Chapter 42
Chapitre 42
« Ne prenez pas la princesse Victoria »
La servante fit son rapport à Vlad. Vlad rit en regardant la neige commencer à danser derrière la fenêtre.
« Ça aurait pu être efficace. Un homme comme lui aurait du mal à saisir un raisonnement aussi simpliste. Il est plutôt coupé de ce genre de choses, mais, à la base, donner une justification rationnelle aurait du sens. Or, il n’y en a pas. »
Vlad but le vin que la servante venait de lui verser.
« William Liwius. C’est un homme assez avisé pour discuter d’égal à égal avec les guerriers. Si je peux le gagner par l’intermédiaire de Victoria, ce sera peu cher payé. En termes de qualités brutes, elle est bonne, mais en tant que fille de haute noblesse, il lui manque encore quelque chose. Si tu parviens à mettre la main sur cet homme, le pari sera rentable. »
La servante se mit à lui masser la nuque. Sans même croiser son regard, le visage de Vlad se colora d’une légère rougeur, comme excité.

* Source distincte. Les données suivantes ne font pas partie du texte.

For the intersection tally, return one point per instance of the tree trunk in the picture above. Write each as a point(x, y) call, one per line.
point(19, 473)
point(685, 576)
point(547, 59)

« Aujourd’hui est une bonne journée. Tout est prêt, Helga ? »
La servante nommée Helga sourit en baissant les yeux.
« Sans aucun doute, mon seigneur. J’ai soigneusement sélectionné les meilleurs ingrédients. »
« Bonne fille. Nous irons après avoir rencontré ces deux-là. Hah, quelle journée ! »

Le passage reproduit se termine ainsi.